According to the report, some 1,500 pirates are active in Somalia, an enterprise organized in seven syndicates with a “few bosses” in charge of the associated ventures. Mainly, they are all headquartered in Kenya, Dubai, Lebanon, Somalia and certain European countries.
A maritime official on condition of anonymity admitted knowledge of a select few law, security, aviation and shipping companies in Mombasa and Nairobi involved in negotiating the release of hijacked vessels and the payment of ransoms.
That the "money guys" behind the pirates are unlikely to be found in Somalia has long been understood - and an "all cash" ransom system almost necessitated paying protection money along the path to both the pirates, the local infrastructure supporting the captive ships and the big money boys.
In short, pirates have logistics issues, too, and in this world, money greases the wheels of support.
Legal aspects of "accessories" - a Wikipedia discussion here:
An accessory is a person who assists in the commission of a crime, but who does not actually participate in the commission of the crime as a joint principal.I don't think the international law of piracy, such as it is, covers "accessories" to piracy. Some jurisdictions make accessories "accomplices."

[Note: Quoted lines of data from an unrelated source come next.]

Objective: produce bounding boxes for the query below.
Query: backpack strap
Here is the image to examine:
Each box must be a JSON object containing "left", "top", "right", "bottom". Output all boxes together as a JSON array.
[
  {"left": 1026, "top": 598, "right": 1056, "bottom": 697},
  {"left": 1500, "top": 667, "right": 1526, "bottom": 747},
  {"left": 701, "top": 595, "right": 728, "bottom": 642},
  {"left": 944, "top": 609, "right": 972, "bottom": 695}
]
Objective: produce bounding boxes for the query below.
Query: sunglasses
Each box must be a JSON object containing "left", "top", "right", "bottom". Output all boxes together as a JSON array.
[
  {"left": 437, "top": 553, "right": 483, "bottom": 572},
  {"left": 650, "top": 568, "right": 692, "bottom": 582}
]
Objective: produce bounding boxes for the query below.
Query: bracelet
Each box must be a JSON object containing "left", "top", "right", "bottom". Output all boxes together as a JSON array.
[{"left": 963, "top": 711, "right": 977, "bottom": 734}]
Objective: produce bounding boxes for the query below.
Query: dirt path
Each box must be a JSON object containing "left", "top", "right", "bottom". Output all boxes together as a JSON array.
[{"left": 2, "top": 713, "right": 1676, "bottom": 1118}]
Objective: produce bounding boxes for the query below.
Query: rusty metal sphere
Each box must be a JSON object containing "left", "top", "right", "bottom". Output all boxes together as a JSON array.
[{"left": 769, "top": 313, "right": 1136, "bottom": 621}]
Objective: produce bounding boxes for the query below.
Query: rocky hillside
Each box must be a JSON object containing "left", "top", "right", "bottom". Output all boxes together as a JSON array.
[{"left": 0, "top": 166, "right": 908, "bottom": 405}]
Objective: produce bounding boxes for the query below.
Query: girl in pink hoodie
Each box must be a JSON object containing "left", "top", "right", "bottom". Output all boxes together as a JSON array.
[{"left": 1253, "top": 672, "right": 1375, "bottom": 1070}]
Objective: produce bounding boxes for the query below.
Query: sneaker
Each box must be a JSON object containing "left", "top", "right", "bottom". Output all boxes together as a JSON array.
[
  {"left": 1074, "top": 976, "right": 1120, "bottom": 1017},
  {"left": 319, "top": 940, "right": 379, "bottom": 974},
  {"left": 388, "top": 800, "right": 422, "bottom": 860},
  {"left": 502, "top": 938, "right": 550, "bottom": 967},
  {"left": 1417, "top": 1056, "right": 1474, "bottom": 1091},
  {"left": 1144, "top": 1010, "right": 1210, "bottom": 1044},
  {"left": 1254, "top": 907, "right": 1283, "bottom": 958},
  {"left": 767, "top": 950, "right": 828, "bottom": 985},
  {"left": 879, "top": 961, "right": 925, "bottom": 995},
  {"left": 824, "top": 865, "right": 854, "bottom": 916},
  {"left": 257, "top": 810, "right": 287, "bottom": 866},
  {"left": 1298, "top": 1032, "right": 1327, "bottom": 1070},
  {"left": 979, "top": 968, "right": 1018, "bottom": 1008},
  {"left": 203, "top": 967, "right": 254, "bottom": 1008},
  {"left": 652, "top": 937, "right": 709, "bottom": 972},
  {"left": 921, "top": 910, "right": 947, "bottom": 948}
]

. . . An accessory must generally have knowledge that a crime is being, or will be committed. A person with such knowledge may become an accessory by helping or encouraging the criminal in some way, or simply by failing to report the crime to proper authority. The assistance to the criminal may be of any type, including emotional or financial assistance as well as physical assistance or concealment.
Under U.S. common law, there are degrees of culpability, as set out here:
Anyone who intentionally participates in a crime or helps a criminal before or after a crime may be held responsible for the crime under accomplice liability.
To distinguish the criminal culpability of one from another, the common law developed specialized terms for the various ways in which one could be an accomplice. For instance, a "principal in the first degree" was the person who actually carried out a crime. A "principal in the second degree" (an "aider and abettor") was a helper who was present at a crime scene but in a passive role, such as acting as a "lookout." An "accessory before the fact" was a helper who was not present at the crime scene. While some state laws retain the common law terminology, few states make any distinction between the criminal liability of crime perpetrators and their accomplices. All can be punished equally, whether they actually perpetrate a crime or only help bring it about.
An accessory after the fact is someone who, knowing that a felon has finished committing a crime (usually the crime has to be a felony), helps the felon avoid arrest or trial. In most states, accessories after the fact face far less punishment than accomplices or principals.